As the faculty's first official dean, Dr. Merv Huston, is the person most remembered for bringing the faculty into the modern era. According to former professor Len Wiebe, Huston was a man of many talents.
"I would sum Merv up as a renaissance man," says Wiebe, a former faculty member from 1969-2005. "He was a talent in many fields and areas both professional and personally. His accomplishments as dean are on record - building the department and keeping it together with a skeleton staff. Then in the mid-60s, he expanded it with key recruits and built it to be one of the strongest pharmacy faculties in Canada in both undergraduate teaching and research."
Wiebe notes that while Huston took his title as dean seriously, he had several interests outside pharmacy and was also an accomplished writer, musician, amateur boxer, card player and public speaker among other things.
Huston's 23 years as dean was preceded by nine years as the director of the School of Pharmacy before it officially became a faculty.
Wiebe met Huston in 1966 when he was recruited as a sessional instructor in Saskatchewan. Three years later, after Wiebe had completed his doctoral research in Australia, Huston convinced Wiebe to come to Edmonton to work with him. "My first day here, I came up from Calgary on the bus," says Wiebe. "Merv stayed back in the office until 6:30 p.m to wait for me to arrive and even took me over to lodging where I was to stay. He was definitely a hands-on dean - that's the kind of guy he was."
Huston did a lot of good work as dean and maintained a strong relationship with the pharmacy association which was the professional association at that time. His other accomplishments were significant. He was a scientist by trade but he also built a strong research department. Huston was born in 1912 and his involvement in the profession was a family matter - he apprenticed in his father's drugstore in Ashcroft, B.C.
He had a great aptitude for science. Huston earned the BSc(Pharm) degree from the University of Alberta in 1937 and his MSc four years later. He actually began lecturing in the University of Alberta's School of Pharmacy while he was still completing his masters' degree. He then joined the staff of the School of Pharmacy and returned to it after earning his PhD from the University of Washington in 1943.

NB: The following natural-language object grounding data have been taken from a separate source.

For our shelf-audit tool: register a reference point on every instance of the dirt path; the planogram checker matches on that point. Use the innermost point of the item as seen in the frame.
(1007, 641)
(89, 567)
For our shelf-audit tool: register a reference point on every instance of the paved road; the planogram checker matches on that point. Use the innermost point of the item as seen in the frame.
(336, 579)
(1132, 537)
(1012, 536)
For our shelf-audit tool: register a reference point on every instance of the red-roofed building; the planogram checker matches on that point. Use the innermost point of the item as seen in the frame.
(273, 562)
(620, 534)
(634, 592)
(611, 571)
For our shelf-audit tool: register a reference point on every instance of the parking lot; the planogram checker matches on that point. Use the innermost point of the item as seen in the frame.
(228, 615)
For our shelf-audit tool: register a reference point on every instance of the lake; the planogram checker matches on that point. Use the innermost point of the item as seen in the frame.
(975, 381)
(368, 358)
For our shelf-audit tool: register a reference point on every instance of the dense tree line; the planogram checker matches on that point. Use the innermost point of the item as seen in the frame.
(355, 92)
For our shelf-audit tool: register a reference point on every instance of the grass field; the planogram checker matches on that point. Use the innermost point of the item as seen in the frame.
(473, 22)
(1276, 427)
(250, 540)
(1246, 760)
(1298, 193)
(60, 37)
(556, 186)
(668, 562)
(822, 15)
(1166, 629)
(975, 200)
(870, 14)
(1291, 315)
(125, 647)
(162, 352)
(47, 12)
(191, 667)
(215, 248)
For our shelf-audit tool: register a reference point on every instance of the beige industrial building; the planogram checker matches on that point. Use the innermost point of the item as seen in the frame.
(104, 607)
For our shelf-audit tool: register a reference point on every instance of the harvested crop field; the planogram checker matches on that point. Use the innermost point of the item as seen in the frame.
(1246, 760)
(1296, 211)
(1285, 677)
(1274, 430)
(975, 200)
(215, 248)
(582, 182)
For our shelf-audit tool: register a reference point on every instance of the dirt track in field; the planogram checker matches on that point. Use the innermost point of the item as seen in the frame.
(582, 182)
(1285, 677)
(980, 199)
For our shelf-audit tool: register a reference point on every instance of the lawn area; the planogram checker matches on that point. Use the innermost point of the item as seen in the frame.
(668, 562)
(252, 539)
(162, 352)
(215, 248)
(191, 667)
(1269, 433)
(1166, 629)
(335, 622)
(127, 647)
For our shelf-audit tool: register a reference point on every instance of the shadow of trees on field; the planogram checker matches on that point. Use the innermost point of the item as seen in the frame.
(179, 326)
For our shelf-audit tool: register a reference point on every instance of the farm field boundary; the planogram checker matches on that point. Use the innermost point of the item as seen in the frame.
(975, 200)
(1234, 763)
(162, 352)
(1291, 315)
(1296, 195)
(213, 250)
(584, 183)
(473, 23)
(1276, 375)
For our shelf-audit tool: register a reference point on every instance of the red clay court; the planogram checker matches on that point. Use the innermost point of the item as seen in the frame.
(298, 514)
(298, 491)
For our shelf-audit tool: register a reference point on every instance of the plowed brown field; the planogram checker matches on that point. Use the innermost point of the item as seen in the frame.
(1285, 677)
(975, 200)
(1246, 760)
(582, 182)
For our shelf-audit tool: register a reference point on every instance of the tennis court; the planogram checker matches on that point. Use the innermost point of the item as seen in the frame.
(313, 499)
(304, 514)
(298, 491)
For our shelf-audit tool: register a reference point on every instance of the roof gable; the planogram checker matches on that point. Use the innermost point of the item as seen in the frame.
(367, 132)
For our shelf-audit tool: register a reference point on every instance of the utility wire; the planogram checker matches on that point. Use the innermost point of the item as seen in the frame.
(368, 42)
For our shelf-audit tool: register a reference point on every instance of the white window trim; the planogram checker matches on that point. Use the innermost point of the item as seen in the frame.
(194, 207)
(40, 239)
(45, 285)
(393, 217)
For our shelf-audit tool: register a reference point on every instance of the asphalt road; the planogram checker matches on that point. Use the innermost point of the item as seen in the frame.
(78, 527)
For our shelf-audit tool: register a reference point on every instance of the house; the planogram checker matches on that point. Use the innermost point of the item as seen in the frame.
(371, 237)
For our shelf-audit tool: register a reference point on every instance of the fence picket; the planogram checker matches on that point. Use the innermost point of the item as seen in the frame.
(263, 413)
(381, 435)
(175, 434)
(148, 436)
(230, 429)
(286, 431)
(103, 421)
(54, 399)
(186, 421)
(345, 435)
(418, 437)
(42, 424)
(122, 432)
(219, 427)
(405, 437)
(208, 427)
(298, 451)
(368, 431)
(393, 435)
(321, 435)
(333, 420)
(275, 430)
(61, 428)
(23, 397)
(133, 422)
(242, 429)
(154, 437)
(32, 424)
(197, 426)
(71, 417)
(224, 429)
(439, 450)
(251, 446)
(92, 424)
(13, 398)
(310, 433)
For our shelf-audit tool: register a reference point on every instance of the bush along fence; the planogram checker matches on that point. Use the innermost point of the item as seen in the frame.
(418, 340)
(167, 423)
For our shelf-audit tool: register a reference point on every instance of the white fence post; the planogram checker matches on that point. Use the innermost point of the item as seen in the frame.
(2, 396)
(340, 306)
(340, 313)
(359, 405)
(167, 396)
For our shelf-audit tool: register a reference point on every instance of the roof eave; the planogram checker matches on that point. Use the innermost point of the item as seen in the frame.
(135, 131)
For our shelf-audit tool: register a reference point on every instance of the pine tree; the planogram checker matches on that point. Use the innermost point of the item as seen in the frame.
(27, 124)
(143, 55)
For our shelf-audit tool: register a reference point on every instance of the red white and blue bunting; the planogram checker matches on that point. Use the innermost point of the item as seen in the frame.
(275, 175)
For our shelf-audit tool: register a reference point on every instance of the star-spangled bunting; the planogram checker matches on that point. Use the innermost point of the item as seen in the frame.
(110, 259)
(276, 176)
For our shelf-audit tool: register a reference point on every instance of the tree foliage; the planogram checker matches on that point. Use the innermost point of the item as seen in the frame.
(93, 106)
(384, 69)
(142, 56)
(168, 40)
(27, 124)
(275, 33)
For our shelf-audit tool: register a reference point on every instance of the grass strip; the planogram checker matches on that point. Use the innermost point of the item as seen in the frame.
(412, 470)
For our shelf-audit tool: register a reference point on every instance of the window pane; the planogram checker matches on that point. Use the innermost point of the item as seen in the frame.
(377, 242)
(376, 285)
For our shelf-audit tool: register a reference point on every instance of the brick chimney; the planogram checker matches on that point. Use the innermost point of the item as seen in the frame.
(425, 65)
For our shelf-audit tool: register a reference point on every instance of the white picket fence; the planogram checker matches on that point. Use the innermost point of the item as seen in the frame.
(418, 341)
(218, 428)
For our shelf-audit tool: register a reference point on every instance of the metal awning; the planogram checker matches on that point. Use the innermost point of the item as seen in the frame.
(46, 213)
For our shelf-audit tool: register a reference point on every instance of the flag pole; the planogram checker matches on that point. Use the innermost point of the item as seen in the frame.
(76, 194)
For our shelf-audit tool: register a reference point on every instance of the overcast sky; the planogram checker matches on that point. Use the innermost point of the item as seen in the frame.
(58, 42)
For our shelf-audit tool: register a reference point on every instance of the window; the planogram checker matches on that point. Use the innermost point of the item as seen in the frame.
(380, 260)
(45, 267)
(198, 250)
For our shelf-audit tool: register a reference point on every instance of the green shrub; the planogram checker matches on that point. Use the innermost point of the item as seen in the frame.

After the resignation of A.W. Matthews in 1946, he was named acting director of the School, an appointment which was confirmed on a continuing basis in 1948. A former president of CPhA (1968-69), Huston advocated for, and then edited, a scientific section in CPJ. He has served in various capacities with national and international pharmacy organizations, including CFAP, ADPC, AFPC and FIP. The University of Alberta conferred an honorary Doctor of Science degree (DSc) on him in 1988 in recognition of his contributions to the University and to the community at large. Huston was known for setting a professional environment in the faculty - male students had to wear dress shirts and ties to class and always wore lab coats in the dispensing labs. This was to instill a sense of professionalism in students early on in their career.
He was very serious about students receiving an education - he would often walk through dispensing labs making a comment or two on the student's work, then leaving the room. But, as Wiebe noted, Huston had a lighter side to his personality. He was an accomplished musician who played with the Edmonton Symphony Orchestra and the local opera company for several years. "He was a bassoon player and was a member of other jazz and dance bands in Edmonton," says Wiebe. "He was also pretty handy on the keyboard and other wind instruments."
His nickname, Happy Huston, came from a dance band he created - Happy Huston and his Merry Men. While on a two-year hiatus between the completion of his pharmacy degree, he was a full-time musician, mostly playing with Chet Lambertson's orchestra. Lambertson was the composer of the U of A Cheer Song.
Huston was known as a great speaker - in fact, over his career, he spoke formally at more than 500 professional associations, conventions and other clubs across North America. "He was very good at it because like everything, he went in prepared," says Wiebe.
He was prolific at writing novels and he won a Stephen Leacock Memorial Medal for Humour in 1982 for the novel, Gophers Don't Pay Taxes. Some of his smaller stories were also published in professional journals and others in student newspapers. "He wrote a novel called Julius Seizure where he substituted medical words for non-medical words," says Wiebe. "He also wrote musicals and textbooks including a pharmaceutical arithmetic textbook."
Few people remember that he was also an amateur boxer. Wiebe recalls a story that Huston told him happened when Huston took his wife to his hometown, Ashcroft BC. "There was a damsel in distress nearby, so Huston walked over and punched out the man who was harassing the woman," said Wiebe. "That made an impression on his wife. He wasn't a big man either - he was small in stature."
"He had a big interest in other things and he not only dabbled in them, he did well at them," says Wiebe. "He was a great card player - he won his fair share of poker games. At the time, it was a popular activity and he led an informal poker club in the faculty."
Huston's legacy as dean of the faculty is indisputable but he will be remembered by those who knew him well as a well-rounded person who lived a full life both inside and outside the classroom.